Brown Calls for Trade Reforms that Protect American Workers
WARREN, Ohio – U.S. Sen. Sherrod Brown on Wednesday vowed to oppose any international trade agreement that doesn’t contain enforceable labor standards and provisions that protect American workers.
The Ohio Democrat – joined by labor and business representatives – stopped at the United Steelworkers Local 1375 union hall Wednesday morning to discuss the legacy of past agreements and efforts underway to ensure U.S. industry and its workers remain competitive.
“Instead of negotiating new trade agreements, we should be focusing on trade enforcement to create a level playing field so that American workers can compete,” the senator said.

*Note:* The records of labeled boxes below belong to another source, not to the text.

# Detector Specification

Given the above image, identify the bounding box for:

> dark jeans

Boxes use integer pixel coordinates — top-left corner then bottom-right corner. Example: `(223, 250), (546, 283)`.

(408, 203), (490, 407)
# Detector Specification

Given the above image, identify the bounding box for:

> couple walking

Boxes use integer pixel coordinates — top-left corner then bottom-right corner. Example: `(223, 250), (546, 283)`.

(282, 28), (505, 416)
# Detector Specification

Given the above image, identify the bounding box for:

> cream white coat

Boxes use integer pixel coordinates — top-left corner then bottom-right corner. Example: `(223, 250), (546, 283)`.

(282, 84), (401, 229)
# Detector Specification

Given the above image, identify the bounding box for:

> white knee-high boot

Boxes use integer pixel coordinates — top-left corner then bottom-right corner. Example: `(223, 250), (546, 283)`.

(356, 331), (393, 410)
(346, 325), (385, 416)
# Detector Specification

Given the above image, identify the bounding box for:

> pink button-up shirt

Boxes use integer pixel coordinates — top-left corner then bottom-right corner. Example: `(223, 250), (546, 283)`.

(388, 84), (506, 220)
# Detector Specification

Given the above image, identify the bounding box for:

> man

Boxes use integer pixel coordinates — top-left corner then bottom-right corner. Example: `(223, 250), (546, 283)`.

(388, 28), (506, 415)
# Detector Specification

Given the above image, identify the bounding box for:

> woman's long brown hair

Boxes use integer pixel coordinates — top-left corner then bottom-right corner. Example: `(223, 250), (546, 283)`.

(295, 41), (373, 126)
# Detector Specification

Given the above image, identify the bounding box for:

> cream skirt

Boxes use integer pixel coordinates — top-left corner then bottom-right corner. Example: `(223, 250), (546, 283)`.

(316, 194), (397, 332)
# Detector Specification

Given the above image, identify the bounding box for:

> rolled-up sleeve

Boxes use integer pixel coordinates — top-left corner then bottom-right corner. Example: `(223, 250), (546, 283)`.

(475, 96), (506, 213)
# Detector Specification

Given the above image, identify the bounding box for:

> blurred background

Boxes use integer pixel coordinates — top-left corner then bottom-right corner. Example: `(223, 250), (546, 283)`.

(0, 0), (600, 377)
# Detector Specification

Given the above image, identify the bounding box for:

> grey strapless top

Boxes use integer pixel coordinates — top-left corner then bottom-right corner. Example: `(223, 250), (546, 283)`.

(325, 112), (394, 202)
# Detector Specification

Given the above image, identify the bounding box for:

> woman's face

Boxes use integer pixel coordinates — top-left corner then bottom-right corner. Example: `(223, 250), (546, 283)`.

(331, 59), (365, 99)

Recently, Brown was influential in convincing other colleagues in the U.S. Senate to oppose trade provisions in the Biden administration’s Indo-Pacific Economic Framework. The pushback was instrumental in forcing the administration to remove the trade language.
“The proposed trade pillar was shaping up to be more of what presidents of both parties have done in the past,” Brown said. “The trade deal had no real labor standards,” he noted, adding the framework was negotiated without worker representation and behind closed doors.
Trade agreements initiated from both Democratic and Republican presidents in the past have backfired on the American worker, Brown said, citing pacts such as the North American Free Trade Agreement, or NAFTA, signed by President Bill Clinton during the early 1990s.
The Biden White House proved no different, Brown added.
“I made it clear to the administration that it was unacceptable,” he said.
Brown and Sen. Todd Young, R-Indiana, introduced last year the Leveling the Playing Field 2.0 Act, a bipartisan bill that would step up enforcement efforts against countries such as China that they say circumvent U.S. trade law. Last March, Brown and North Carolina Republican Thom Tillis also introduced the Trade Cheats Act, which would allow companies to use their own resources to fight against bad actors.
Brown said China has persistently eluded U.S. tariffs by shipping its manufactured goods to other countries, where these goods are modified slightly and then shipped to the United States. This process makes it appear that the product was manufactured in a country outside of China, thereby evading trade penalties.
“Leveling the Playing Field will stop that,” Brown said. “It will mean that labor standards need to be enforceable. It will mean environmental standards need to be enforceable.”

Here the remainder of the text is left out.